A estreia no Flamengo é um 4:0 ao Canto do Rio, a 10 Setembro. Seguem-se mais 16 jogos e só mais três vitórias. Quando o Botafogo ganha 4:2 no Maracanã, o futuro de Cândido está traçado. “Não estou desanimado, foi uma experiência de vida que recordarei por muitos e bons anos. Tanto assim é que vou ficar aqui mais dez dias antes de partir para casa, onde anseio pelo Natal.” Sai do Rio no dia 13 Dezembro e aterra em Lisboa cheio de ilusão.

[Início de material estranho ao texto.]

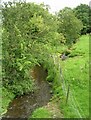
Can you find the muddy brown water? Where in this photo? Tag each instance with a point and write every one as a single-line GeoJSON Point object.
{"type": "Point", "coordinates": [23, 106]}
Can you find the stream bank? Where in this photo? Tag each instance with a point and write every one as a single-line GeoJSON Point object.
{"type": "Point", "coordinates": [23, 106]}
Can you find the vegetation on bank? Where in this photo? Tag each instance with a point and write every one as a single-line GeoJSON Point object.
{"type": "Point", "coordinates": [32, 36]}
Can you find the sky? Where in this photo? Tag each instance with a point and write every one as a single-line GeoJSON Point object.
{"type": "Point", "coordinates": [56, 5]}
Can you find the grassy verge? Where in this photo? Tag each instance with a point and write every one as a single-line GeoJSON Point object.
{"type": "Point", "coordinates": [75, 73]}
{"type": "Point", "coordinates": [7, 97]}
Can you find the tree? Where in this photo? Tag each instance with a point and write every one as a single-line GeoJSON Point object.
{"type": "Point", "coordinates": [69, 25]}
{"type": "Point", "coordinates": [28, 31]}
{"type": "Point", "coordinates": [82, 13]}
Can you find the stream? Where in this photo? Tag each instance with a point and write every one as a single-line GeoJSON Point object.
{"type": "Point", "coordinates": [23, 106]}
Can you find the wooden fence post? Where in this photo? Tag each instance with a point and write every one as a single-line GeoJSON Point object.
{"type": "Point", "coordinates": [67, 93]}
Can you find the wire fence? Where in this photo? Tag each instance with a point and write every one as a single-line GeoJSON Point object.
{"type": "Point", "coordinates": [73, 103]}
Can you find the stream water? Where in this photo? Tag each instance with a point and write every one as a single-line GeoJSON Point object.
{"type": "Point", "coordinates": [23, 106]}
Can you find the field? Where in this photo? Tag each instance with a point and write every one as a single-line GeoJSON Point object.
{"type": "Point", "coordinates": [75, 72]}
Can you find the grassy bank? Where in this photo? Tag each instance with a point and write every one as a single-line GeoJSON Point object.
{"type": "Point", "coordinates": [75, 72]}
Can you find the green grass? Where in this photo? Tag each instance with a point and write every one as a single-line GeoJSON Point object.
{"type": "Point", "coordinates": [7, 97]}
{"type": "Point", "coordinates": [75, 72]}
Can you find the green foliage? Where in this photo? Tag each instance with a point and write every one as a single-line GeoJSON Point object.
{"type": "Point", "coordinates": [41, 113]}
{"type": "Point", "coordinates": [27, 29]}
{"type": "Point", "coordinates": [7, 96]}
{"type": "Point", "coordinates": [69, 25]}
{"type": "Point", "coordinates": [75, 72]}
{"type": "Point", "coordinates": [82, 12]}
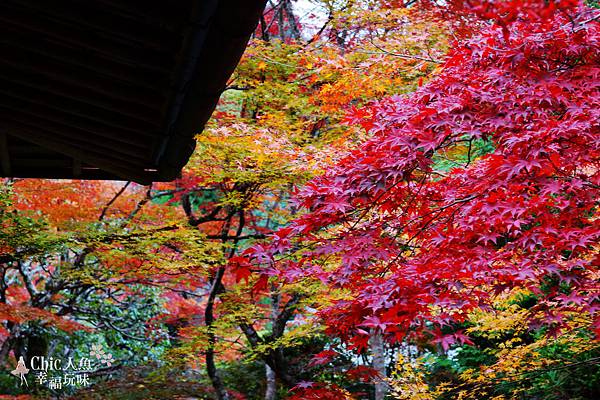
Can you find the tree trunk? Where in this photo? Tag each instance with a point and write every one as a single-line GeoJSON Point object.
{"type": "Point", "coordinates": [271, 391]}
{"type": "Point", "coordinates": [378, 354]}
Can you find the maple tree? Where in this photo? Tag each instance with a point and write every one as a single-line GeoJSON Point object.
{"type": "Point", "coordinates": [402, 197]}
{"type": "Point", "coordinates": [422, 226]}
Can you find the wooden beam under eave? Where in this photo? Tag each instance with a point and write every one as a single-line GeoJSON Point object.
{"type": "Point", "coordinates": [76, 168]}
{"type": "Point", "coordinates": [4, 155]}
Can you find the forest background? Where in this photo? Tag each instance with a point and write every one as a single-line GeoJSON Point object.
{"type": "Point", "coordinates": [393, 199]}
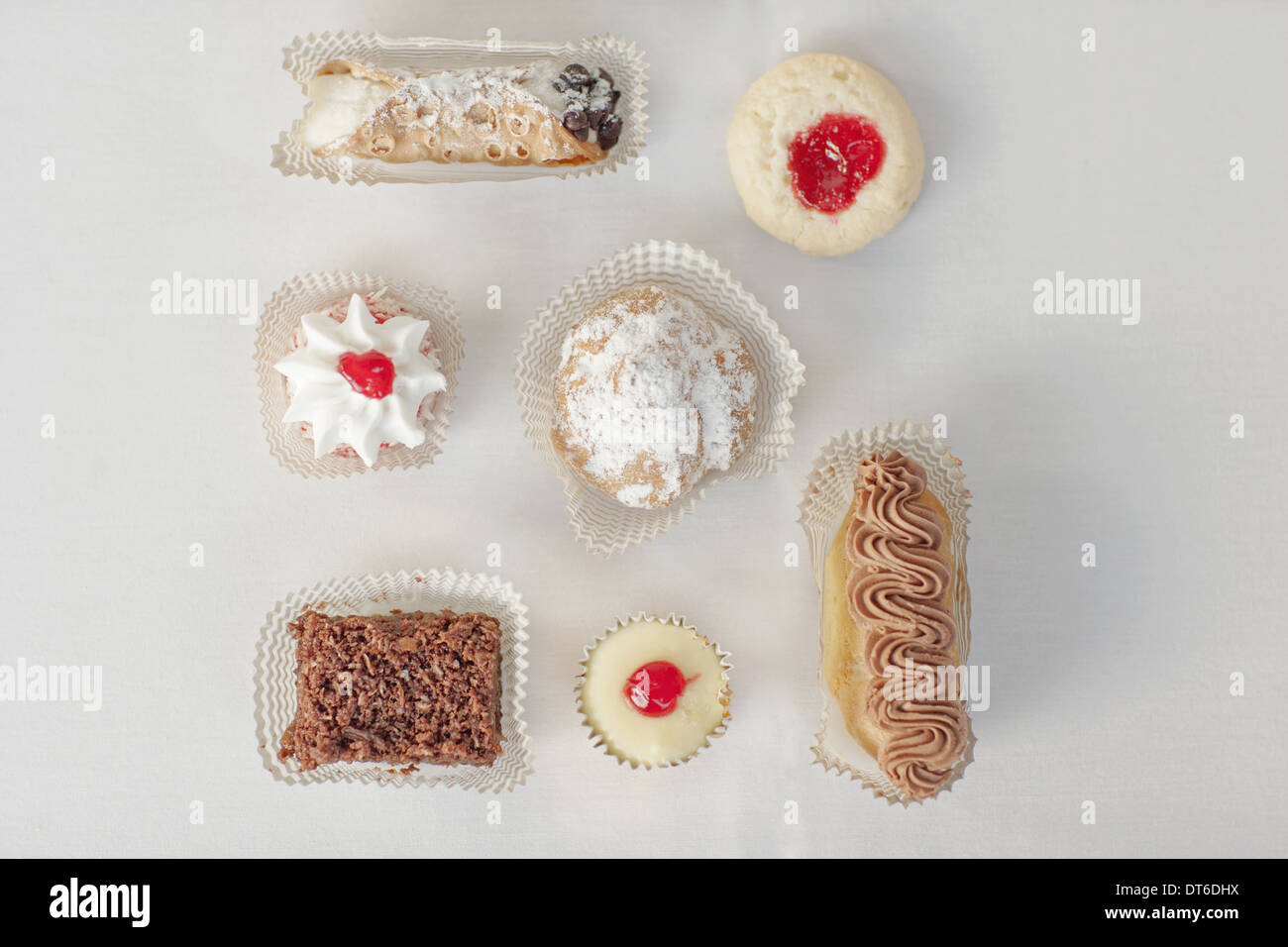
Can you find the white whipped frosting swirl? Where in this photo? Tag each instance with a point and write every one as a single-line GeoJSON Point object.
{"type": "Point", "coordinates": [340, 414]}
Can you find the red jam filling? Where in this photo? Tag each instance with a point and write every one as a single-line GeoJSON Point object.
{"type": "Point", "coordinates": [832, 161]}
{"type": "Point", "coordinates": [655, 688]}
{"type": "Point", "coordinates": [370, 373]}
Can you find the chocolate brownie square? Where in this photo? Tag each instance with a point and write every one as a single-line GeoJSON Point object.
{"type": "Point", "coordinates": [400, 688]}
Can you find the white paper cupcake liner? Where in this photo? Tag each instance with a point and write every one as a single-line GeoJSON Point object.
{"type": "Point", "coordinates": [600, 522]}
{"type": "Point", "coordinates": [828, 493]}
{"type": "Point", "coordinates": [429, 590]}
{"type": "Point", "coordinates": [599, 738]}
{"type": "Point", "coordinates": [307, 54]}
{"type": "Point", "coordinates": [273, 341]}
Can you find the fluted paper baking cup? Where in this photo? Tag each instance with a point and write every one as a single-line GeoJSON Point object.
{"type": "Point", "coordinates": [273, 341]}
{"type": "Point", "coordinates": [600, 738]}
{"type": "Point", "coordinates": [828, 493]}
{"type": "Point", "coordinates": [600, 522]}
{"type": "Point", "coordinates": [429, 590]}
{"type": "Point", "coordinates": [305, 55]}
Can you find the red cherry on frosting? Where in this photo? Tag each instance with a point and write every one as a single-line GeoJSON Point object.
{"type": "Point", "coordinates": [655, 688]}
{"type": "Point", "coordinates": [370, 373]}
{"type": "Point", "coordinates": [831, 161]}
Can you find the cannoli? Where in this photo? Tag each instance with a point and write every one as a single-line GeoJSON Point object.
{"type": "Point", "coordinates": [890, 638]}
{"type": "Point", "coordinates": [537, 114]}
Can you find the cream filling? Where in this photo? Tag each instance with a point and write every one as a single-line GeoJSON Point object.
{"type": "Point", "coordinates": [339, 105]}
{"type": "Point", "coordinates": [653, 740]}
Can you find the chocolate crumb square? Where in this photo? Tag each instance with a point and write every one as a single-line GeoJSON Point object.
{"type": "Point", "coordinates": [404, 688]}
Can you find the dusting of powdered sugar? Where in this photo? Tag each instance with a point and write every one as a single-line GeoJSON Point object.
{"type": "Point", "coordinates": [649, 379]}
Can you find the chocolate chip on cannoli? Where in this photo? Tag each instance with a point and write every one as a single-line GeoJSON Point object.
{"type": "Point", "coordinates": [608, 132]}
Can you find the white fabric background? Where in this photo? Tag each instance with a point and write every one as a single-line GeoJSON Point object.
{"type": "Point", "coordinates": [1108, 684]}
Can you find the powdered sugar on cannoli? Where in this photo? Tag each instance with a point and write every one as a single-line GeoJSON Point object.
{"type": "Point", "coordinates": [533, 114]}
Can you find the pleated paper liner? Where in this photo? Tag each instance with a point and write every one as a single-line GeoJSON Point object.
{"type": "Point", "coordinates": [622, 60]}
{"type": "Point", "coordinates": [600, 738]}
{"type": "Point", "coordinates": [429, 590]}
{"type": "Point", "coordinates": [601, 523]}
{"type": "Point", "coordinates": [828, 493]}
{"type": "Point", "coordinates": [273, 341]}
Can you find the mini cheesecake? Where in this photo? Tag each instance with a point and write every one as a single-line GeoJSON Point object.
{"type": "Point", "coordinates": [655, 692]}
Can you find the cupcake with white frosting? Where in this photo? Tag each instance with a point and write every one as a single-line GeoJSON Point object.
{"type": "Point", "coordinates": [653, 690]}
{"type": "Point", "coordinates": [361, 377]}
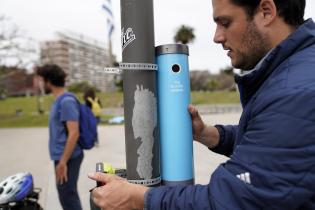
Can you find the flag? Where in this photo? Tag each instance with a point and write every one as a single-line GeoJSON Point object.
{"type": "Point", "coordinates": [107, 8]}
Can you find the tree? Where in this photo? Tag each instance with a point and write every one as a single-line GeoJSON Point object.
{"type": "Point", "coordinates": [81, 87]}
{"type": "Point", "coordinates": [16, 50]}
{"type": "Point", "coordinates": [184, 34]}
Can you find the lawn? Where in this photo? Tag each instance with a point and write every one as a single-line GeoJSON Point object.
{"type": "Point", "coordinates": [23, 111]}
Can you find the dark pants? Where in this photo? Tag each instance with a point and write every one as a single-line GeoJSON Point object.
{"type": "Point", "coordinates": [67, 192]}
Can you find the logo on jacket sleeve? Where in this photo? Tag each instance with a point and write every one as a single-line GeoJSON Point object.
{"type": "Point", "coordinates": [245, 177]}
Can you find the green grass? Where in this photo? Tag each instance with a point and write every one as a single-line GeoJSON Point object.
{"type": "Point", "coordinates": [219, 97]}
{"type": "Point", "coordinates": [29, 116]}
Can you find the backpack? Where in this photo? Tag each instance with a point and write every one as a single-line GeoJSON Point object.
{"type": "Point", "coordinates": [87, 123]}
{"type": "Point", "coordinates": [96, 107]}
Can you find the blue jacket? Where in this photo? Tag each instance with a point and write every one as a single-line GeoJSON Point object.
{"type": "Point", "coordinates": [272, 150]}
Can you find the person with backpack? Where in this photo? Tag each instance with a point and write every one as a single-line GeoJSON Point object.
{"type": "Point", "coordinates": [64, 133]}
{"type": "Point", "coordinates": [94, 103]}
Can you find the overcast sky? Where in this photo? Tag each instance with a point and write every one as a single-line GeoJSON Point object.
{"type": "Point", "coordinates": [40, 19]}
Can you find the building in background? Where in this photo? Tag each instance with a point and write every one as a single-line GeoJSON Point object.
{"type": "Point", "coordinates": [17, 82]}
{"type": "Point", "coordinates": [82, 58]}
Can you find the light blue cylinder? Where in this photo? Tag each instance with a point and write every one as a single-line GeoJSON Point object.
{"type": "Point", "coordinates": [175, 121]}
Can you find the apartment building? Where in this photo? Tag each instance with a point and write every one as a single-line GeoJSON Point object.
{"type": "Point", "coordinates": [82, 58]}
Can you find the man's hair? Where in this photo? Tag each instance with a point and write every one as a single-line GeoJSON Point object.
{"type": "Point", "coordinates": [52, 73]}
{"type": "Point", "coordinates": [292, 11]}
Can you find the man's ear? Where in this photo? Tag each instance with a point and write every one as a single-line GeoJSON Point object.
{"type": "Point", "coordinates": [267, 11]}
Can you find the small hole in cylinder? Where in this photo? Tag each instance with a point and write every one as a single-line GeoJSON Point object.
{"type": "Point", "coordinates": [175, 68]}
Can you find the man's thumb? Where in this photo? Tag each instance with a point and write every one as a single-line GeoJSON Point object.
{"type": "Point", "coordinates": [101, 177]}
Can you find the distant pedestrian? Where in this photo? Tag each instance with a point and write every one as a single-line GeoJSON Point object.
{"type": "Point", "coordinates": [63, 137]}
{"type": "Point", "coordinates": [95, 104]}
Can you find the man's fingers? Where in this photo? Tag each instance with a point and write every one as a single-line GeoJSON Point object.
{"type": "Point", "coordinates": [102, 177]}
{"type": "Point", "coordinates": [193, 111]}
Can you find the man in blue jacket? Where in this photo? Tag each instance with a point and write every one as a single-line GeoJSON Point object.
{"type": "Point", "coordinates": [272, 149]}
{"type": "Point", "coordinates": [64, 132]}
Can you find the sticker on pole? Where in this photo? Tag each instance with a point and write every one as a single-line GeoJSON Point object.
{"type": "Point", "coordinates": [127, 37]}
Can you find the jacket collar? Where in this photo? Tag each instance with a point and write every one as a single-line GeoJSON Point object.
{"type": "Point", "coordinates": [248, 84]}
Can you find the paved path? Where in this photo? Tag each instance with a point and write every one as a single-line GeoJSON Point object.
{"type": "Point", "coordinates": [27, 150]}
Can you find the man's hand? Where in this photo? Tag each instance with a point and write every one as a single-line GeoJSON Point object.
{"type": "Point", "coordinates": [117, 193]}
{"type": "Point", "coordinates": [207, 135]}
{"type": "Point", "coordinates": [61, 172]}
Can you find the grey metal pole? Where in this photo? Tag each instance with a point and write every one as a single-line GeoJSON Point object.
{"type": "Point", "coordinates": [140, 92]}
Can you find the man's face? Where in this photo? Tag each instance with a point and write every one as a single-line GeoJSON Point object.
{"type": "Point", "coordinates": [239, 35]}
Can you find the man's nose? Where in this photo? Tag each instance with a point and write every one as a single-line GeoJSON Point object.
{"type": "Point", "coordinates": [219, 36]}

A Académica abre-lhe as portas e Cândido chega à final do Jamor, perdida para o Benfica por 5:1. Dois anos volvidos, já ao serviço do FC Porto, onde figura um craque chamado Pedroto no meio-campo, outra desilusão no Jamor provocada pelo Benfica (5:0), curiosamente treinado por Ribeiro dos Reis, o outro fundador d’A Bola. De volta a Coimbra, o mestre Cândido faz três épocas antes de embarcar na aventura de outro Mundial, o da 1958, na Suécia, onde se deixa enfeitiçar pelo Brasil de Garrincha e Pelé (quem não?). Apanha uma pneumonia e dá entrada no hospital em Estocolmo. Nada feito, a teimosia pelo jornalismo sobrepõe-se ao debilitado estado físico e acaba por morrer em trabalho a 23 Junho, na véspera do hat-trick de Pelé à França na meia-final (5:2). O funeral é grandioso, o corpo repousa em paz. O nome, esse, eterniza-se a partir de 1981, ano em que a Federação Portuguesa de Futebol atribui-lhe a Supertaça.